The second trial involved Henry Sweet, Ossian’s brother, who had admitted firing the shot. Henry was found not guilty on grounds of self-defense. All charges were dropped against the other ten.
Darrow’s closing statement, lasting over seven hours, is considered a landmark in Civil Rights history and is included in the book, “Speeches that Changed the World.”
- The book, Arc of Justice: A Saga of Race, Civil Rights, and Murder in the Jazz Age, by Kevin Boyle, a professor of history at Ohio State University, is about the Sweet trials. It became a bestseller, won the National Book Award for non-fiction, and was a finalist for the Pulitzer Prize and the National Book Critics Circle Award. It also is on my reading list now.
- The judge overseeing the Sweet Trials was a young Frank Murphy (1890-1949) who would go on to serve as the last Governor General of the Phillippine Islands, Mayor of Detroit, Governor of Michigan, and as an Associate Justice on the United States Supreme Court. The court building in Detroit is the Frank Murphy Hall of Justice.
- The television show “Perry Mason” is based on the life of Earl Rogers (1869-1922).
- There is a memorial in the Hollywood Forever Cemetery honoring 20 people killed in the Los Angeles Times bombing. General Otis also is interred at the Cemetery.

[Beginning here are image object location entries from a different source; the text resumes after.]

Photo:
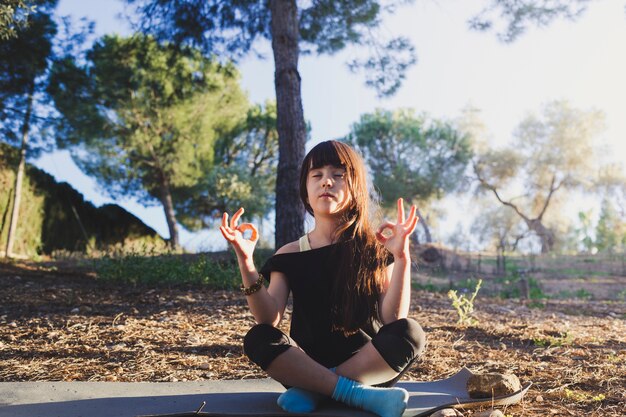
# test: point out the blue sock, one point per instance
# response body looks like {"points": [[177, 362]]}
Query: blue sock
{"points": [[298, 400], [386, 402]]}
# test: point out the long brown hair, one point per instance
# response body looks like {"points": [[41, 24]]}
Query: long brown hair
{"points": [[358, 284]]}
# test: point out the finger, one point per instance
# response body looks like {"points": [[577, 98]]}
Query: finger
{"points": [[412, 226], [249, 226], [412, 215], [227, 235], [400, 211], [235, 219], [385, 225]]}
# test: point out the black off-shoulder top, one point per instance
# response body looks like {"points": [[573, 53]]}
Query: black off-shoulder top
{"points": [[310, 275]]}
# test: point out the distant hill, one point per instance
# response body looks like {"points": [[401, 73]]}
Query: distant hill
{"points": [[54, 216]]}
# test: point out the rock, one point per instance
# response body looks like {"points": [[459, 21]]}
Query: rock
{"points": [[492, 385], [489, 413], [447, 412]]}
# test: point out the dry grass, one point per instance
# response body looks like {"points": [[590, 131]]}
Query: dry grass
{"points": [[67, 326]]}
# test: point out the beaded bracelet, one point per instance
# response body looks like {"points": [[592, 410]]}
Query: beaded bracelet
{"points": [[254, 287]]}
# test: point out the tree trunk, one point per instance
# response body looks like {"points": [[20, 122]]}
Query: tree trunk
{"points": [[170, 215], [422, 220], [19, 176], [546, 235], [289, 120]]}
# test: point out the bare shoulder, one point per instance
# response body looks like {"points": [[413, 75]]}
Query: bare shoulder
{"points": [[289, 248]]}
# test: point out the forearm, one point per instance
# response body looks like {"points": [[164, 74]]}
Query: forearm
{"points": [[397, 299], [262, 305]]}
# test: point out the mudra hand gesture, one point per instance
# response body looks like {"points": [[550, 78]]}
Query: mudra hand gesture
{"points": [[398, 241], [234, 234]]}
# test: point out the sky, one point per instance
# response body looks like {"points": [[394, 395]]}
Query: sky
{"points": [[583, 62]]}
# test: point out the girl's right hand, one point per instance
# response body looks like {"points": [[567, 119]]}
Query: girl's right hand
{"points": [[234, 234]]}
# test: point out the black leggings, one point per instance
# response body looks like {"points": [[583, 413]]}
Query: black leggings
{"points": [[400, 343]]}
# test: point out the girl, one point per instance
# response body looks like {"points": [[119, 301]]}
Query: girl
{"points": [[346, 282]]}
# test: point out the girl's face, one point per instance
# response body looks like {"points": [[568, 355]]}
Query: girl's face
{"points": [[327, 190]]}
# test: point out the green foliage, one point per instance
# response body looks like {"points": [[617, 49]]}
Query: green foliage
{"points": [[28, 239], [551, 154], [24, 60], [142, 115], [464, 306], [326, 27], [149, 267], [410, 156], [244, 173], [611, 229], [13, 17], [584, 231], [56, 217], [144, 269]]}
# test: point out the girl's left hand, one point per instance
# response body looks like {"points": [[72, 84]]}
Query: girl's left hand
{"points": [[398, 242]]}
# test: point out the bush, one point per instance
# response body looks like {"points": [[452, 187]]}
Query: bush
{"points": [[215, 270], [169, 269]]}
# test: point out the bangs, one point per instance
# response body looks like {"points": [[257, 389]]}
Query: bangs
{"points": [[327, 153]]}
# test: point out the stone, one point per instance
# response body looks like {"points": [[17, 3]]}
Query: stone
{"points": [[447, 412], [492, 385], [489, 413]]}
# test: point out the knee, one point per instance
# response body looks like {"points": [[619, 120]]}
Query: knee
{"points": [[408, 330], [400, 343], [263, 343]]}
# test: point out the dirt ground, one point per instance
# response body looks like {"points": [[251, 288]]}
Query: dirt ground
{"points": [[65, 325]]}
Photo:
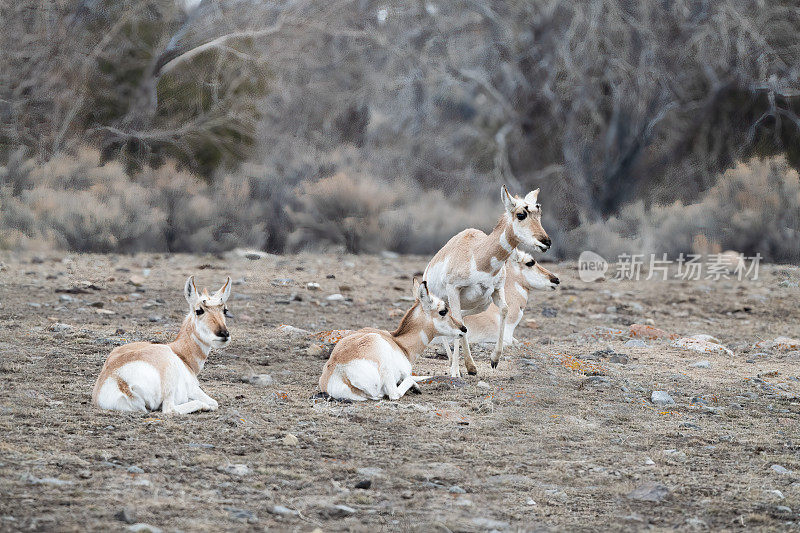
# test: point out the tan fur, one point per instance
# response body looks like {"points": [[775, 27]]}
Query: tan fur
{"points": [[488, 322]]}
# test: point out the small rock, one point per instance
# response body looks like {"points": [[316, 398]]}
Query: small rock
{"points": [[780, 469], [661, 398], [689, 343], [126, 515], [291, 330], [242, 514], [141, 527], [490, 524], [317, 350], [649, 492], [549, 312], [636, 343], [235, 469], [263, 380], [338, 511], [283, 511]]}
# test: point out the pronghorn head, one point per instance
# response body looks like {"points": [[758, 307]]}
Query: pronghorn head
{"points": [[534, 274], [208, 313], [436, 311], [526, 219]]}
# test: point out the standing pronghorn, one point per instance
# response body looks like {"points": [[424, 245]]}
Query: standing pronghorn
{"points": [[143, 377], [523, 274], [372, 363], [469, 271]]}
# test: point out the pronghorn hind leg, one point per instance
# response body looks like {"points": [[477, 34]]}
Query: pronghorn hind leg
{"points": [[499, 299], [469, 362]]}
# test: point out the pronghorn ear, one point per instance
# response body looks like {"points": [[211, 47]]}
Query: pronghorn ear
{"points": [[508, 200], [190, 291], [423, 294], [532, 196], [225, 291]]}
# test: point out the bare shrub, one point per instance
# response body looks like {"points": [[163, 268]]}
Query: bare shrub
{"points": [[753, 208]]}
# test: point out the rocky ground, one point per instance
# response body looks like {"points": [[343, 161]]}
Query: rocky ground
{"points": [[603, 417]]}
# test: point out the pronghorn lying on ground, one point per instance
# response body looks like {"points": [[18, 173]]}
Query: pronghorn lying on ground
{"points": [[523, 274], [372, 363], [144, 377], [469, 271]]}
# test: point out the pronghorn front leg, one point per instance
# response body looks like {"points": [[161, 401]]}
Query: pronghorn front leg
{"points": [[454, 303], [499, 299], [469, 362]]}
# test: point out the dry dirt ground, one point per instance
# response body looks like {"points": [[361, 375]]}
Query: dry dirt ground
{"points": [[562, 436]]}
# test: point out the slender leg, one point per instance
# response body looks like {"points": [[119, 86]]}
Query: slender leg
{"points": [[468, 360], [404, 386], [499, 299], [454, 303]]}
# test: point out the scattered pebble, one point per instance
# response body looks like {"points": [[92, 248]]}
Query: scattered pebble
{"points": [[649, 492], [661, 398], [283, 511], [141, 527], [263, 380], [235, 469], [636, 343], [780, 469]]}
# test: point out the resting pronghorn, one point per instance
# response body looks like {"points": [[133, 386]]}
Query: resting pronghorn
{"points": [[372, 363], [143, 377], [523, 274], [469, 271]]}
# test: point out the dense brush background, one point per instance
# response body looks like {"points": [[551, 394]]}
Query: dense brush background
{"points": [[650, 126]]}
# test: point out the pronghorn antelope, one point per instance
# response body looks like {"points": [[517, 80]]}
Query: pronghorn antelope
{"points": [[145, 377], [469, 271], [523, 274], [372, 363]]}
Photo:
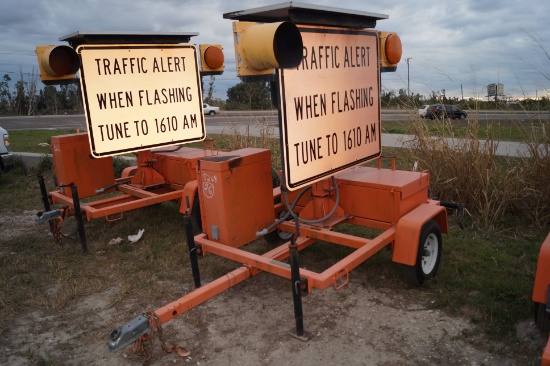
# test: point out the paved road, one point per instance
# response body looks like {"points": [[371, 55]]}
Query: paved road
{"points": [[251, 123], [228, 119]]}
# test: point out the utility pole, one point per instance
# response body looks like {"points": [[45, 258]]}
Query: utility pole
{"points": [[408, 80]]}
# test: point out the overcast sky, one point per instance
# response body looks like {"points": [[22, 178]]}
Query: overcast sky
{"points": [[460, 46]]}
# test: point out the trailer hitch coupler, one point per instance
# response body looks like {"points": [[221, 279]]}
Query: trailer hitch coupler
{"points": [[128, 333]]}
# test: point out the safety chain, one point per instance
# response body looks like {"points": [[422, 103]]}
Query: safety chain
{"points": [[56, 231], [145, 342]]}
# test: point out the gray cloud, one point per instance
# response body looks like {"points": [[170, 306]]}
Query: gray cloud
{"points": [[453, 45]]}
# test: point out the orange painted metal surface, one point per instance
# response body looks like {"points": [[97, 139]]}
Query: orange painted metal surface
{"points": [[542, 276], [382, 194], [74, 164], [159, 176], [545, 361], [408, 230], [236, 195]]}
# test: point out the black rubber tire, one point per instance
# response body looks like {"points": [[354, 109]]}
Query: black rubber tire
{"points": [[426, 265], [542, 318]]}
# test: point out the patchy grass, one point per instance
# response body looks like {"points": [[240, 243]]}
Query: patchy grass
{"points": [[486, 274]]}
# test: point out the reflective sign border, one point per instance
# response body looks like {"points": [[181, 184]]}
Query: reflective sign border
{"points": [[287, 182], [87, 107]]}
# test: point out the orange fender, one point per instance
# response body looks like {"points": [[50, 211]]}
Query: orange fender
{"points": [[542, 276], [407, 233]]}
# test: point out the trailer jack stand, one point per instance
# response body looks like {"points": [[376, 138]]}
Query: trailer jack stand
{"points": [[297, 292]]}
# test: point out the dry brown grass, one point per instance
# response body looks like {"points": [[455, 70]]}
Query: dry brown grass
{"points": [[469, 171]]}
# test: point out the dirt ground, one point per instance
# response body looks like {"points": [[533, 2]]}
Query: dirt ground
{"points": [[361, 324]]}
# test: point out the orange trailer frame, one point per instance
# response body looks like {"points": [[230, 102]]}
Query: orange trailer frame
{"points": [[541, 295], [401, 215], [159, 176]]}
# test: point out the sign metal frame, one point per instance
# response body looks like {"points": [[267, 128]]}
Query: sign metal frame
{"points": [[331, 114], [144, 96]]}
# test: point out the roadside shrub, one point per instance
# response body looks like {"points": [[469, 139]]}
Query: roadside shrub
{"points": [[468, 170], [534, 195]]}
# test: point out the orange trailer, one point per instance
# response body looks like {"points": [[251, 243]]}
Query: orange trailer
{"points": [[159, 176], [233, 215], [541, 295]]}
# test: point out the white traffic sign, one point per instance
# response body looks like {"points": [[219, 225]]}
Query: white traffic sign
{"points": [[330, 105], [139, 97]]}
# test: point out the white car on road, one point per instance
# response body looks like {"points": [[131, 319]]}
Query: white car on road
{"points": [[422, 110], [211, 110]]}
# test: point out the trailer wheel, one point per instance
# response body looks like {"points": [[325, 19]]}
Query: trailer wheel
{"points": [[542, 318], [428, 257]]}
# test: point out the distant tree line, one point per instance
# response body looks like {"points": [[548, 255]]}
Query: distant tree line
{"points": [[390, 99], [26, 99]]}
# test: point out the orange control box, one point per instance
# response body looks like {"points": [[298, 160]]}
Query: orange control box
{"points": [[74, 164], [236, 195]]}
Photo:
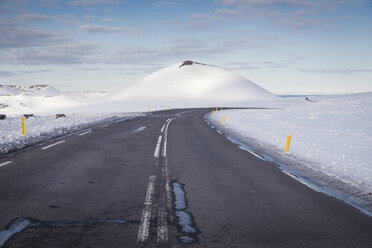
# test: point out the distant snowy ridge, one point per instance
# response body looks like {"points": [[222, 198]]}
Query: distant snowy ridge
{"points": [[33, 90], [44, 128], [331, 141], [189, 80]]}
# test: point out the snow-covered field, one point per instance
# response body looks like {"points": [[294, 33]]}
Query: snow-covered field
{"points": [[331, 140], [44, 128], [331, 135]]}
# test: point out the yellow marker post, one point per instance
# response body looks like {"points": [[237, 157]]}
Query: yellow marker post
{"points": [[23, 125], [288, 142]]}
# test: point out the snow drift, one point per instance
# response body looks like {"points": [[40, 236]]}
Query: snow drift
{"points": [[195, 84]]}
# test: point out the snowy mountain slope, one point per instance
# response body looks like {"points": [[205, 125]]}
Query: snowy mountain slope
{"points": [[33, 90], [190, 80], [331, 140], [39, 99]]}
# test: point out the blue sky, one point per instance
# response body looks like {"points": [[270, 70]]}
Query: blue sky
{"points": [[285, 46]]}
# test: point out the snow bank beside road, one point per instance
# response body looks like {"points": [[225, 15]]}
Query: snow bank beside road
{"points": [[331, 137], [43, 128]]}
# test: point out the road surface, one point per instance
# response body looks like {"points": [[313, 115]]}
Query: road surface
{"points": [[165, 180]]}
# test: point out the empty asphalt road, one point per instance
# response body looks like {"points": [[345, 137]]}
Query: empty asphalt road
{"points": [[164, 180]]}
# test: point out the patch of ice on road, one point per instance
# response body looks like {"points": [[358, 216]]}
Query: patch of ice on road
{"points": [[140, 129]]}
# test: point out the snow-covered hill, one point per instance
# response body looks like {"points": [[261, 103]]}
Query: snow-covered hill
{"points": [[33, 90], [194, 84], [40, 99]]}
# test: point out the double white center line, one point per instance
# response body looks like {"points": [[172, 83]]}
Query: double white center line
{"points": [[157, 148], [162, 201], [143, 231]]}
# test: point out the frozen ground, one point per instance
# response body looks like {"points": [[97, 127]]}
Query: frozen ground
{"points": [[331, 141], [43, 128]]}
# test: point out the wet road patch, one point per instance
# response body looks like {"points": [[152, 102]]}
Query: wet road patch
{"points": [[185, 220], [20, 224], [140, 129]]}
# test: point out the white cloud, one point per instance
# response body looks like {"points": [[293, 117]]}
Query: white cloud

It has 20 names on it, not 21.
- The labor movement in Los Angeles crashed after the guilty pleas of the McNamara brothers, languishing until the 1950s.
- The head of the American Federal of Labor at the time, Samuel Gompers, who approved tens of thousands of dollars of Union money to defend the McNamara brothers, was honored by the United States Post Office on a 3¢ postage stamp issued on January 27, 1950.
- The kidnapping and murder of Bobby Franks was the basis for Patrick Hamilton’s 1929 play “Rope” as well as Alfred Hitchcock“s 1948 movie of the same name. Other film, theatre, and fiction works based on Bobby Franks include Meyer Levin’s 1956 novel Compulsion and the 1959 film adaptation; Nothing but the Night by James Yaffe; Little Brother Fate by Mary-Carter Roberts; Never the Sinner, a 1988 play by John Logan, which included an explicit portrayal of Leopold and Loeb’s gay relationship; Native Son by Richard Wright; Swoon, a 1992 film by Tom Kalin; Funny Games, a 1997 Austrian film by Michael Haneke, and its 2008 remake; R.S.V.P., a 2002 black comedy film; Murder by Numbers by Barbet Schroeder; and Stephen Dolginoff’s 2005 Off Broadway musical (muscial? really?) Thrill Me: The Leopold and Loeb Story.
- Leopold’s autobiography, Life Plus 99 Years, published in 1958, is on my reading list now.
- In 1959, Leopold sued to block production of the film version of Compulsion on the grounds that Levin’s book invaded his privacy, profited from his life story, and defamed him. Eventually the Illinois Supreme Court ruled against him, stating that Leopold, as the confessed perpetrator of the “crime of the century,” could not reasonably demonstrate that any book had injured his reputation.